I have been reading the official book for the past couple of weeks and I'll try to note down the important pointers from chapter 1 through 8 here. These chapters mainly introduce you to the syntax, core concepts and inbuilt data structures like arrays, enums and structs. Chapter 7 explains in detail about code organisation and the modules system. The main purpose of listing down these points is to revise whatever I read in these couple of weeks, and for future reference. You may go through these for quick understanding of Rust's syntax and working.
1 #
Rust uses rustup
as its toolchain. It makes the process of installing Rust and getting started with it really smooth. It installs all the necessary tools like rustc
- the Rust compiler, cargo
- the Rust package manager, and the official Rust docs. It is also useful for future version upgrades. To download, run
curl https://sh.rustup.rs -sSf | sh
2 #
Unlike JavaScript, Rust is a compiled language and hence once something is developed, we create an executable out of our code. Rust is particularly known for its powerful compiler as it wouldn't allow you to make popular mistakes and will simply won't compile your code. I'll speak about this in a point separately.
3 #
Since Rust is compiled, it requires an entry point to your code. Like C and Java, Rust requires a main
function which it considers by default as the entry point to your code. We define functions as follows:
fn square(n: i32) -> i32 {
n * n
}
Here fn
is the keyword used to define a function, followed by the function name square
. If a function expects arguments, each argument should have a type defined for it. Here the argument n
is of i32
type. Inside the curly braces {}
is the function body. In Rust, we have expressions and statements; expressions return some value and statements don't. E.g.

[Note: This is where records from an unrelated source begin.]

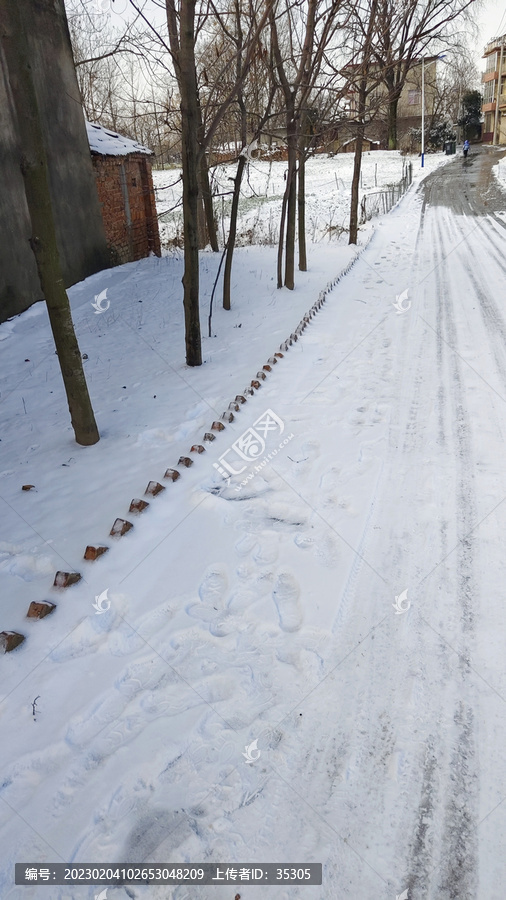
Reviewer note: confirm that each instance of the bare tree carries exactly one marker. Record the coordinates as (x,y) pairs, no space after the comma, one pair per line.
(409,30)
(34,168)
(298,50)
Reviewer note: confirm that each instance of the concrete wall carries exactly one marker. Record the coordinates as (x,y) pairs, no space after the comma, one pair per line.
(80,231)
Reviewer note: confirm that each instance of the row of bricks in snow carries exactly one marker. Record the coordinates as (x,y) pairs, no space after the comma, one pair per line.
(9,640)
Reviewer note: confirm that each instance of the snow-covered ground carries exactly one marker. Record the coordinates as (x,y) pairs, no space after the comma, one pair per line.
(500,171)
(342,608)
(328,181)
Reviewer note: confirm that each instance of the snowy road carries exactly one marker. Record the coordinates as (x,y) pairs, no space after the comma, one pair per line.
(278,612)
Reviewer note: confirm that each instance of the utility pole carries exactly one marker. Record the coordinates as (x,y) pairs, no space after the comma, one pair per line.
(496,120)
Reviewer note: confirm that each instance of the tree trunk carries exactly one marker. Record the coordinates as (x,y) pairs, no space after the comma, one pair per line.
(392,123)
(357,164)
(359,138)
(232,232)
(301,208)
(34,168)
(301,195)
(189,118)
(207,199)
(281,241)
(291,209)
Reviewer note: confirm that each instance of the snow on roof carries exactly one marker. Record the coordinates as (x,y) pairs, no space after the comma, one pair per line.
(108,143)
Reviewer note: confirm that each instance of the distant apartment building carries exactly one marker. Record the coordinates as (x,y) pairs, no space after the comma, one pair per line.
(494,92)
(409,106)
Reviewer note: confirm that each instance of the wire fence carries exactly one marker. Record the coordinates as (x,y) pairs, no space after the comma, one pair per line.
(377,203)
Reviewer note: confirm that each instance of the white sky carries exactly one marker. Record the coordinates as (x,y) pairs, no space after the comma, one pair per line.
(491,20)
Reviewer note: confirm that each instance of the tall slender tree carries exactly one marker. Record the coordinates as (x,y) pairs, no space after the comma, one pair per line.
(34,169)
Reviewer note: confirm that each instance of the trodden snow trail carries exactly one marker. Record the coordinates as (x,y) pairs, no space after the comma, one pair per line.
(276,614)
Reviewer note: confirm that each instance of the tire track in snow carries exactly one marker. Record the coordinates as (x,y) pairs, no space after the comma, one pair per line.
(457,870)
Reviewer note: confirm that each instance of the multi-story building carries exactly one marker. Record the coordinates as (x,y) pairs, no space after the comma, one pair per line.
(494,92)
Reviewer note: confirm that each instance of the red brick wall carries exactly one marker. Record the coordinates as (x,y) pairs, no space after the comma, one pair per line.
(127,199)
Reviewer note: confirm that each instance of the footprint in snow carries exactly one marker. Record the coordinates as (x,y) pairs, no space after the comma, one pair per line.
(286,594)
(213,586)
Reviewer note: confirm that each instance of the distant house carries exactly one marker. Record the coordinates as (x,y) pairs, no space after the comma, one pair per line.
(409,106)
(126,196)
(91,235)
(494,92)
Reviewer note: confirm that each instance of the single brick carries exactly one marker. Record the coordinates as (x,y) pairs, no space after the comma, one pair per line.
(40,610)
(138,506)
(94,552)
(9,640)
(120,527)
(154,488)
(66,579)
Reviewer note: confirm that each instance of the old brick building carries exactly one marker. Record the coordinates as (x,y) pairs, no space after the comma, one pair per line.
(125,192)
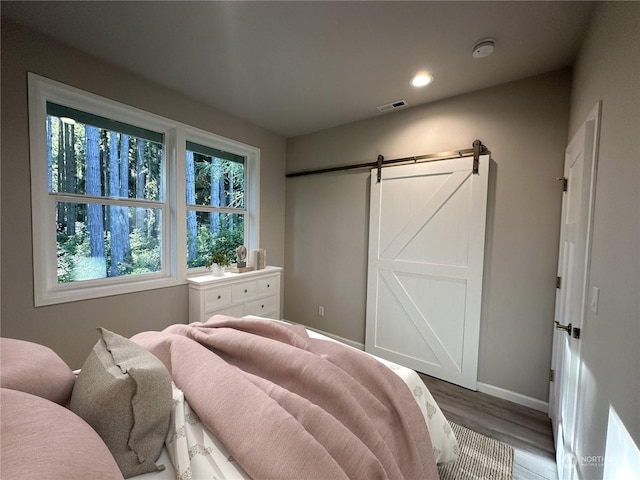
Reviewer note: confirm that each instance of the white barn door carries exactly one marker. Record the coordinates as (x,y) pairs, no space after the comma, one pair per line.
(426,253)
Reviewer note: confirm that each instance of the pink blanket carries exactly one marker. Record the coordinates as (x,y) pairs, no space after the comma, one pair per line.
(290,407)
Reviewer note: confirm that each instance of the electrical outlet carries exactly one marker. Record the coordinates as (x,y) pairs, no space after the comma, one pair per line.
(595,298)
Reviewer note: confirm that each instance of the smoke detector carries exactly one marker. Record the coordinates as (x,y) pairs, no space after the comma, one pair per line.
(483,48)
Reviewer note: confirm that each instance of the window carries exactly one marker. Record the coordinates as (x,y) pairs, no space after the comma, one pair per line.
(105,183)
(215,190)
(105,180)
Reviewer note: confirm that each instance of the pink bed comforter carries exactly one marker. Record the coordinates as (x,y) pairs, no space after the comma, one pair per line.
(290,407)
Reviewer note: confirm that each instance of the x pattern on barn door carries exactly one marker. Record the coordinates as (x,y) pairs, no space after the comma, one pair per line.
(425,267)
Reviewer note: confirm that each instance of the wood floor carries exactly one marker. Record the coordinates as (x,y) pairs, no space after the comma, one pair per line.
(528,431)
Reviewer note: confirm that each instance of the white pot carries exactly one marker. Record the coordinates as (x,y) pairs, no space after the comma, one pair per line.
(217,270)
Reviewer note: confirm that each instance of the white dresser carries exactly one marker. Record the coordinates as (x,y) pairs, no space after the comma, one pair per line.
(236,294)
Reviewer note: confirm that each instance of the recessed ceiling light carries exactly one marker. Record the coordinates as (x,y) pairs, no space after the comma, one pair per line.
(422,79)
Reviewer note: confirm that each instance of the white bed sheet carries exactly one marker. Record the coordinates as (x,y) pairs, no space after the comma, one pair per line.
(193,452)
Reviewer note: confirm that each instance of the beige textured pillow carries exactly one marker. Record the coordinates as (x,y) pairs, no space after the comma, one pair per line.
(36,369)
(124,393)
(41,439)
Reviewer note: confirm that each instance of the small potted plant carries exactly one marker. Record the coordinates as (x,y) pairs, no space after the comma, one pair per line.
(217,263)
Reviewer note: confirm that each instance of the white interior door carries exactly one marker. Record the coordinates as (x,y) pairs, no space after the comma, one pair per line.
(571,296)
(426,253)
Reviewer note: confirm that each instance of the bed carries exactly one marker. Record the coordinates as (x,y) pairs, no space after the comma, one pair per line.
(274,400)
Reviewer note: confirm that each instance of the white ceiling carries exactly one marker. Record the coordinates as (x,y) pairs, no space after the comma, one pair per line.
(298,67)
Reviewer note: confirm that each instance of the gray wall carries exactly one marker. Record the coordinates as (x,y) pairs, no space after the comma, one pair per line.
(70,328)
(524,124)
(608,69)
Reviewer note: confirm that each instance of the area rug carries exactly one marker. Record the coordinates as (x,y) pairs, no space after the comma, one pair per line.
(481,458)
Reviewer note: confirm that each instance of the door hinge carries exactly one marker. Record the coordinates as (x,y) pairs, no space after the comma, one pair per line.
(565,183)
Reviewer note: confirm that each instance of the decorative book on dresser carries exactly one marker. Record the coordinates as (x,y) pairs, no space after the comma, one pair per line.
(237,294)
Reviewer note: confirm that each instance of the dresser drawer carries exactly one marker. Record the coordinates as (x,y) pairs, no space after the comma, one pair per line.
(235,311)
(216,298)
(263,307)
(268,286)
(255,292)
(243,291)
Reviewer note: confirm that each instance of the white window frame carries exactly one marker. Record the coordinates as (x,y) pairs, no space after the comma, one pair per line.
(251,193)
(47,290)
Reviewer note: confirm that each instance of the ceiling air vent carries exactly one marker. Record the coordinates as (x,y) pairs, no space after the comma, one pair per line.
(393,105)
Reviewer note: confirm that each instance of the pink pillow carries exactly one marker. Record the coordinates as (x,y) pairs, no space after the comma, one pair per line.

let a = 3; // This is a statement
a + 2 // This is an expression, returns 5 (Notice that it does not have a semi-colon)
The above square
function returns the square of n
, and in Rust, by default, the function returns the last expression. Here the function body has only one line and it is an expression. Hence the function returns n * n
for whatever value n
holds.
4 #
Rust is statically typed and has a strong type system. At places, the Rust compiler can infer the type of a variable according to the value stored in it.
let a: i32 = 3; // a has type i32
let b = 4; // b has inferred type: i32
Basic rules of types apply here, like you can add only similar types etc, and if some function expects some type, you cannot pass other typed variable to it.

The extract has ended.